For purposes of this appeal we assume that the Wisconsin direct action statute should be considered substantive, not procedural, within the meaning of Erie Railroad Co. v. Tompkins, 304 U.S. 64, 58 S. Ct. 817, 82 L. Ed. 1188 (1938) because it creates a separate right of action "which substantially affects the rights of an injured person." Posner v. Travelers Insurance Co., 244 F. Supp. 865, 868 (E.D. Ill. 1965). A federal court sitting in diversity must also apply the conflict of laws rules of the state in which it sits in order to resolve any choice of law problem. Klaxon v. Stentor Electric Manufacturing Co., Inc., 313 U.S. 487, 61 S. Ct. 1020, 85 L. Ed. 1477 (1941).
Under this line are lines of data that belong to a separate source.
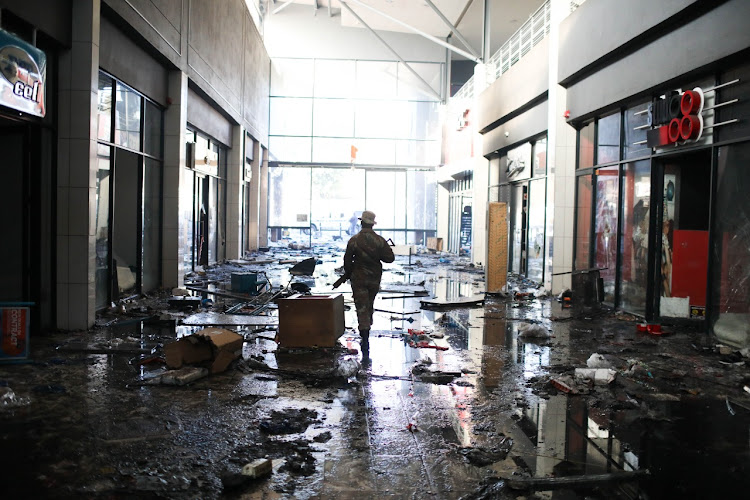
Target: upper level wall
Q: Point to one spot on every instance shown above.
(521, 86)
(53, 18)
(665, 58)
(217, 44)
(296, 32)
(598, 30)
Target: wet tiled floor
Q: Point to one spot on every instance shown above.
(87, 424)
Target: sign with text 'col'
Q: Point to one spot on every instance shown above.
(24, 70)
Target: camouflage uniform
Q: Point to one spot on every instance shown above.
(362, 264)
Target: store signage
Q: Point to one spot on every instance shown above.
(14, 331)
(24, 69)
(677, 118)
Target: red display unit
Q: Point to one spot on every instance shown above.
(690, 265)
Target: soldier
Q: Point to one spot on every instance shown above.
(364, 252)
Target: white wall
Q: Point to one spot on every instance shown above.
(296, 32)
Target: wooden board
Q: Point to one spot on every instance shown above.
(497, 254)
(458, 302)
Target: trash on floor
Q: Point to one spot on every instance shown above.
(570, 482)
(258, 468)
(532, 330)
(600, 376)
(482, 457)
(214, 347)
(596, 360)
(473, 301)
(183, 376)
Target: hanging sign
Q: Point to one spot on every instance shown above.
(24, 71)
(14, 332)
(677, 118)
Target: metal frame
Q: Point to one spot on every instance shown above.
(409, 27)
(393, 51)
(453, 29)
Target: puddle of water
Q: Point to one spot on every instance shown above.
(700, 451)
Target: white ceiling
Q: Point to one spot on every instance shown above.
(506, 17)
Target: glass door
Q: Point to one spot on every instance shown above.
(126, 228)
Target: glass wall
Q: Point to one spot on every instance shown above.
(318, 204)
(634, 236)
(605, 228)
(730, 252)
(128, 192)
(537, 211)
(103, 182)
(365, 112)
(584, 193)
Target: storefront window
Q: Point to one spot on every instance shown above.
(730, 297)
(608, 140)
(539, 157)
(636, 199)
(537, 197)
(128, 118)
(517, 226)
(586, 146)
(605, 228)
(104, 108)
(152, 130)
(635, 137)
(102, 225)
(583, 222)
(151, 224)
(518, 164)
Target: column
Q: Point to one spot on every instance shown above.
(254, 207)
(561, 157)
(263, 200)
(175, 123)
(235, 166)
(77, 169)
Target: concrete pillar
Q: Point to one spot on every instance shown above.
(561, 156)
(235, 166)
(77, 169)
(254, 204)
(175, 123)
(263, 200)
(479, 208)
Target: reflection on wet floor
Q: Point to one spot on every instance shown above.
(416, 422)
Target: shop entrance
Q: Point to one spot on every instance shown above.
(14, 250)
(201, 220)
(683, 235)
(518, 217)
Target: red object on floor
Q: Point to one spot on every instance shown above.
(654, 329)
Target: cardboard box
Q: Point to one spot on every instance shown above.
(311, 320)
(215, 348)
(435, 244)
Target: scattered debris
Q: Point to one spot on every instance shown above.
(596, 360)
(600, 376)
(258, 468)
(553, 483)
(473, 301)
(482, 457)
(183, 376)
(214, 347)
(8, 399)
(289, 421)
(532, 330)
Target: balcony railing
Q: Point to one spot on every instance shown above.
(520, 43)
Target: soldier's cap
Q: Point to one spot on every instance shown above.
(368, 217)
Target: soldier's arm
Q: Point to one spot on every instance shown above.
(386, 252)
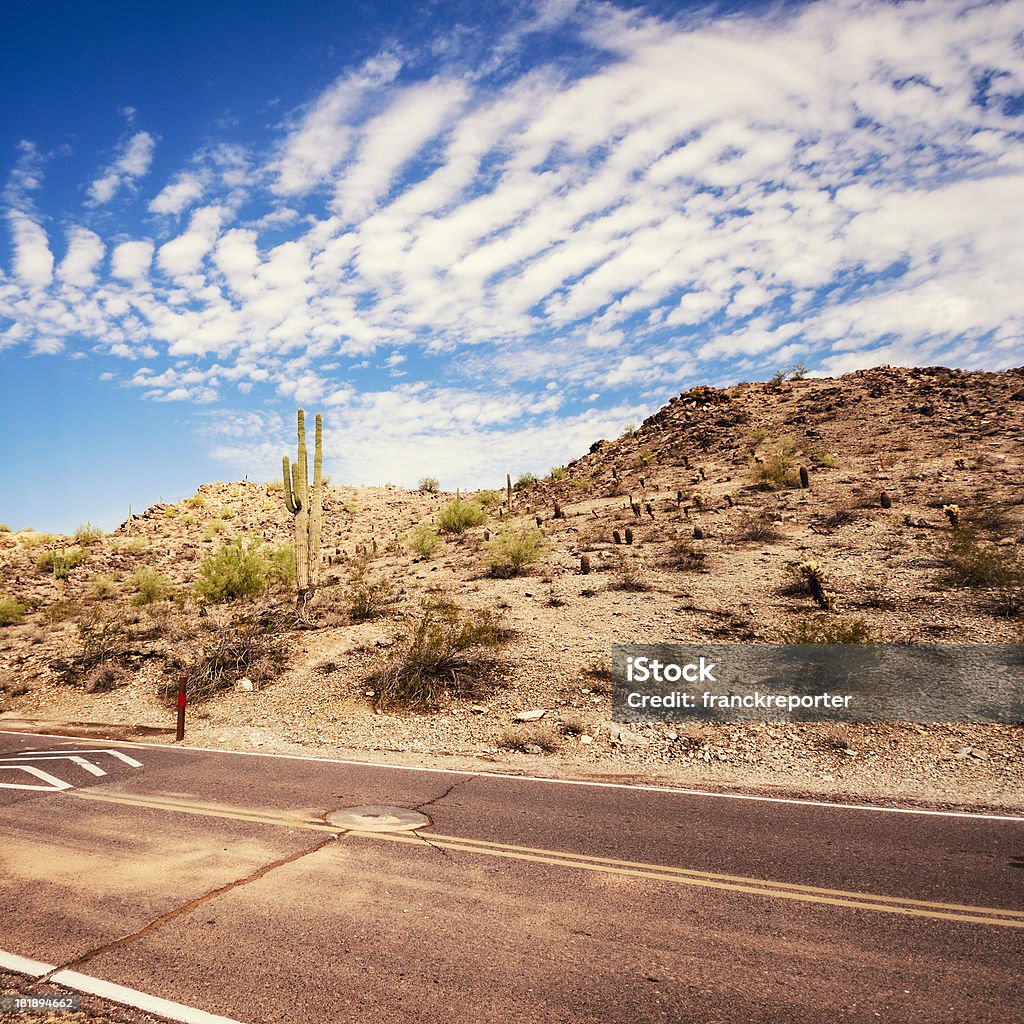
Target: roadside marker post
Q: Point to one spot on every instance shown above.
(179, 733)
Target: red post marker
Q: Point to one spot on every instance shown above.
(180, 731)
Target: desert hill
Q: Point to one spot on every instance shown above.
(905, 487)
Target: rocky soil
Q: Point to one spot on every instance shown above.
(710, 489)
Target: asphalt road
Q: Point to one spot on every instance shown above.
(214, 880)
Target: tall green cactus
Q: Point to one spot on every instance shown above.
(307, 508)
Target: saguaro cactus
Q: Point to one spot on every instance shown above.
(307, 507)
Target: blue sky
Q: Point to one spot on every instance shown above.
(476, 237)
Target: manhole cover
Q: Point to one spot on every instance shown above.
(378, 818)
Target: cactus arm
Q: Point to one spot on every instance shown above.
(316, 505)
(289, 493)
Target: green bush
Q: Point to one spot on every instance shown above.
(514, 547)
(779, 467)
(423, 541)
(459, 515)
(11, 610)
(150, 586)
(102, 587)
(829, 629)
(60, 562)
(87, 534)
(368, 596)
(237, 569)
(444, 656)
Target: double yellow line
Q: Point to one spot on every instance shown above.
(585, 862)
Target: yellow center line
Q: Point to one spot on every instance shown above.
(659, 872)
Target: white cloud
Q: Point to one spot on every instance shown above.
(33, 259)
(85, 250)
(132, 162)
(178, 195)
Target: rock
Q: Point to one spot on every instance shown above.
(624, 736)
(530, 716)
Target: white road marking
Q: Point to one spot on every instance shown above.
(115, 993)
(669, 791)
(87, 765)
(46, 754)
(55, 783)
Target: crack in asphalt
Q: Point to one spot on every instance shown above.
(455, 785)
(436, 800)
(190, 905)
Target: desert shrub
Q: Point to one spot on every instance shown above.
(105, 677)
(809, 579)
(11, 610)
(100, 640)
(459, 515)
(281, 564)
(757, 526)
(629, 574)
(246, 645)
(448, 654)
(102, 587)
(60, 562)
(530, 737)
(150, 586)
(237, 569)
(514, 547)
(33, 540)
(488, 499)
(829, 629)
(423, 541)
(87, 534)
(215, 527)
(778, 469)
(685, 556)
(368, 596)
(969, 561)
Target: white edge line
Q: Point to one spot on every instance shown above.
(108, 990)
(553, 781)
(139, 1000)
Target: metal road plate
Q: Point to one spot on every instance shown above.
(373, 818)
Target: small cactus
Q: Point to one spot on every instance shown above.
(306, 506)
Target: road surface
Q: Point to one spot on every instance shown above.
(217, 881)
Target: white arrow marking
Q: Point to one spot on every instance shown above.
(55, 783)
(87, 765)
(114, 754)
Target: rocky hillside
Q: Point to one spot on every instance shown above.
(904, 486)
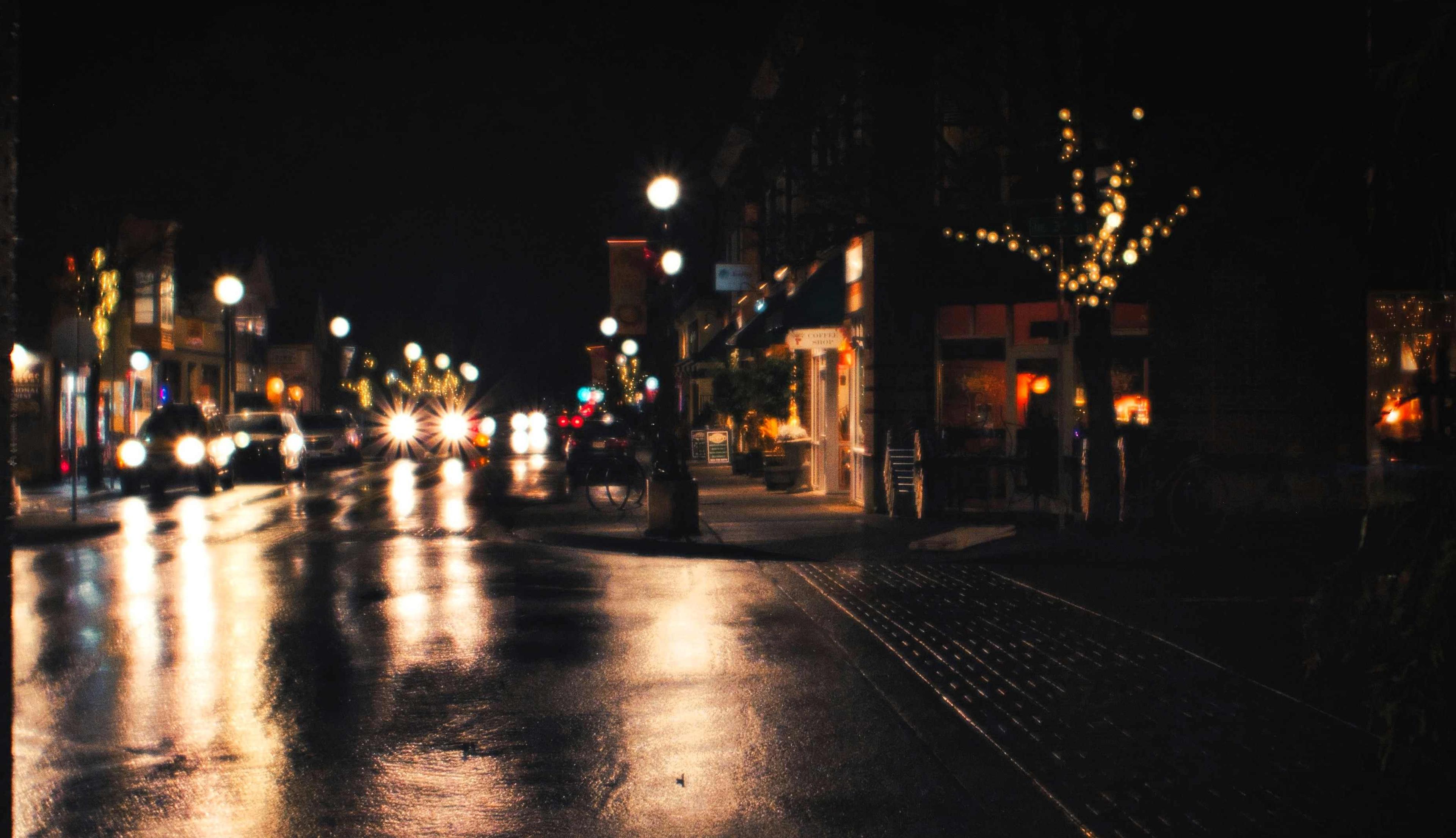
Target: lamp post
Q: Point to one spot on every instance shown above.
(672, 497)
(229, 292)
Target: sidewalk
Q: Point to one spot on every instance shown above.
(46, 516)
(1239, 606)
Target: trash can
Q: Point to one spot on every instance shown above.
(788, 469)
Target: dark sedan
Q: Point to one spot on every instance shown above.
(177, 443)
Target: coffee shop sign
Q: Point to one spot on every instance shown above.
(829, 338)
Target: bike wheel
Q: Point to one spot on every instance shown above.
(619, 485)
(1197, 502)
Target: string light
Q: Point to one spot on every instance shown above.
(1092, 277)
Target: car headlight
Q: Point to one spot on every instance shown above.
(132, 455)
(222, 450)
(190, 450)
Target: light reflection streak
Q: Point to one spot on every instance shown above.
(402, 488)
(408, 607)
(686, 722)
(464, 612)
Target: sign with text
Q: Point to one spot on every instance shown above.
(700, 449)
(829, 338)
(733, 277)
(719, 447)
(628, 270)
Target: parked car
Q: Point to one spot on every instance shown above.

The parties to the instant case have not addressed themselves to the choice of law issue, i. e., whether the rights of the parties are to be governed by the law of Wisconsin, Ohio or Pennsylvania
Under Wisconsin conflicts law, the direct action statute at issue here is considered procedural and would be applied to all actions brought in the forum regardless of the substantive law chosen. Oertel v. Williams, 214 Wis. 68, 251 N.W. 465 (1933). In some ways the statute itself incorporates conflicts principles since it does not apply unless either the accident or the issuance and delivery of the policy occurred in Wisconsin. We, therefore, assume, for purposes of this appeal, that the Wisconsin direct action statute would apply if the policy here were issued and delivered in Wisconsin. However, this does not preclude the parties and the district court from considering the choice of law question more fully on remand and reaching a different result.